On ne navigue pas sur les mêmes hauteurs ici, mais c'est du, très très bon.
De façon générale, c'est rutilant sur le plan esthétique, et quant à l'intrigue, elle se développe selon plusieurs arcs successifs, un par tome — donc trois en tout, je n'en connais que deux encore.
L'intrigue séminale repose sur l'hypothèse qu'Oswald Cobblepot, devenu maire de Gotham City, a fomenté le meurtre de Thomas et Martha Wayne, éliminant ainsi un adversaire majeur.
Originalité, immédiatement de cette version Earth-One — terme qui désigne un reboot prenant place sur une Terre autre que celle des récits habituels, le Penguin menace de son arme Batman, qu'il a démasqué comme Bruce Wayne ; et, SPOIL :
il finit abattu par Alfred, le majordome garde du corps de Bruce, mais c'est Batman qui takes the fall, et portera le chapeau pointunsous ses oreilles de chauves-souris.
Côté agonistes :
- Alfred Pennyworth et Lucius Fox, qui respectivement entraînement et équipent le vigilante dont Bruce Wayne va endosser le cape and cowl ;
- Jim Gordon, sa fille Barbara, would-be Batgirl, et son indéfectible adjoint, le hardboiled Harvey Dirty Bullock ;
- Harvey Dent, district attorney de Gotham — DAGC — et Jessica Dent, devenue maire de Gotham à la suite du Penguin, "sœur jumelle", produit d'une invention complète;
- avec Crispus Allen, inspecteur du GCPD, partenaire de Renee Montoya — un des meilleurs seconds rôles de la saga Batman —, ce sont deux des protagonistes les plus emblématiques de l'exceptionnel Gotham Central qui sont amenés à jouer un rôle dans l'intrigue du présent spin off ;
- enfin, le comics réserve un sort bien différent de son habituel emploi de super villain à Waylon Jones, aka Killer Croc, qui devient ici un allié prompt au sacrifice.

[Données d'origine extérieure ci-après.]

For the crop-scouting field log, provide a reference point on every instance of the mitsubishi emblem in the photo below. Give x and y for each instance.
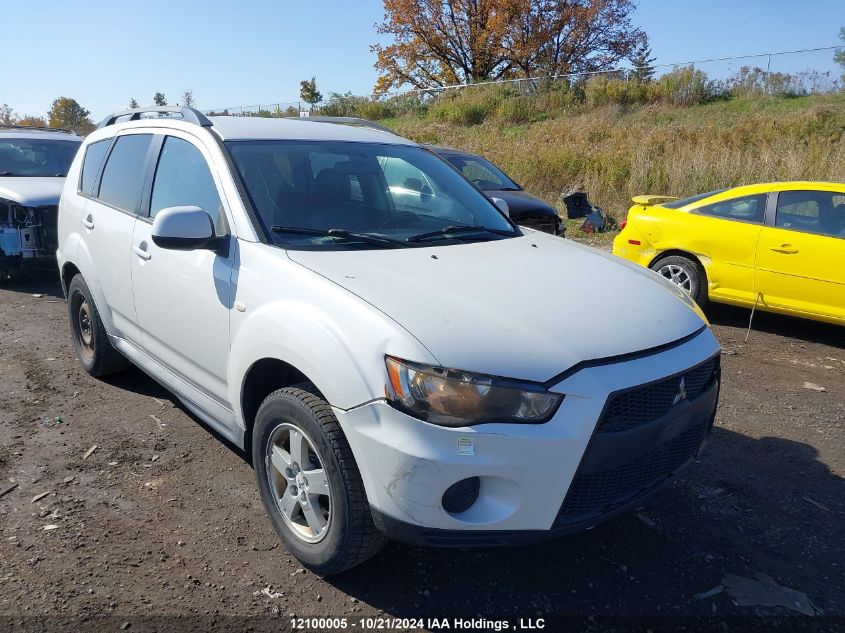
(682, 392)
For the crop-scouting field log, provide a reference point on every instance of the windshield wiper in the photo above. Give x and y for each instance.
(461, 228)
(385, 242)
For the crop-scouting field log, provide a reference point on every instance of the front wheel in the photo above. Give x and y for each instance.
(310, 484)
(688, 275)
(90, 340)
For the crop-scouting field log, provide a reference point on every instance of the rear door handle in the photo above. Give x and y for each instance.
(786, 249)
(141, 251)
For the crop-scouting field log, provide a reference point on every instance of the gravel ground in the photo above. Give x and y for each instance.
(161, 528)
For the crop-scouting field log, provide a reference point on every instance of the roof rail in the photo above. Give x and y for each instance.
(191, 115)
(40, 128)
(350, 120)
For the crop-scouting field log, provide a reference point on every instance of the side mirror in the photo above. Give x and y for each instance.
(503, 206)
(184, 229)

Face à eux, une flopée d'assez usual suspects s'opposent à Batman et son camp :
- Ray Salinger / Birthday Boy ;
- Edward Nigma aka the Riddler ;
- Jonathan Crane aka Scarecrow ;
- Sal Maroni, pour le côté pègre ;
- Selina Kyle/ Catwoman, dont on ne sait jamais si elle est l'une des alliées ou des adversaires du world's greatest detective ;
- Clayface dit "Gueule d'argile" en français ;
- et last but not least, le terrible Joker.

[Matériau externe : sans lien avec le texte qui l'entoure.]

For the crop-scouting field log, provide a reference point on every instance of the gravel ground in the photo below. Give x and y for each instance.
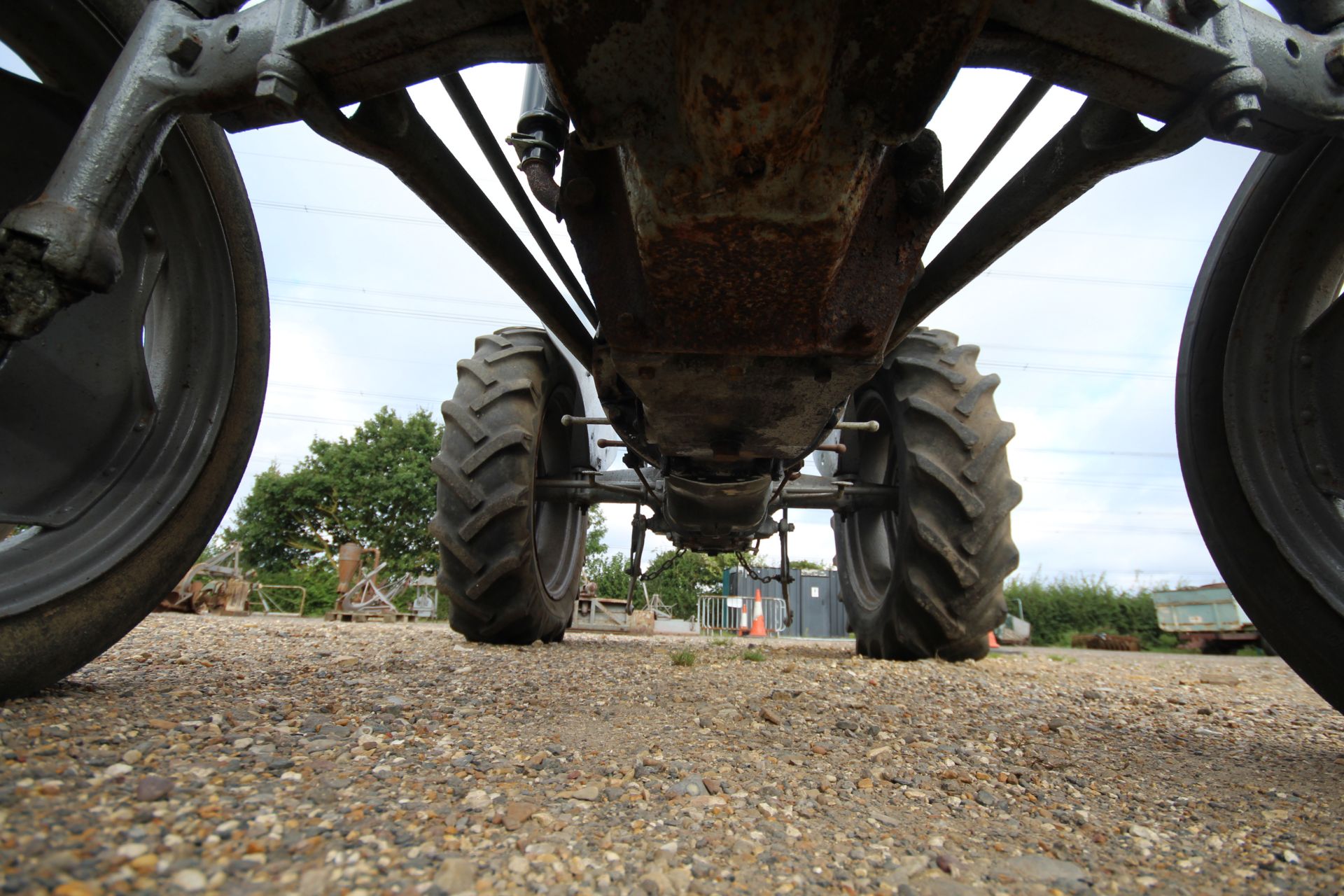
(244, 755)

Comme il est question dans le troisième tome je crois du meurtre d'un ou plusieurs Boy Wonder, le le récit fait intervenir le Robin de Dick Grayson, et les Teen Titans, derrière Cyborg.
Wonder Woman, Green Lantern et The Flash ont droit à leur déclinaison Earth-One ; en revanche, celle d'Aquaman n'a pas été maintenue. Quant à Green Arrow, il se contentera de son Year: One.
Je ne vais épiloguer, j'attends de lire le quatrième tome pour terminer cette critique. Qu'il me suffise de dire qu'on se régale — un régal de comics.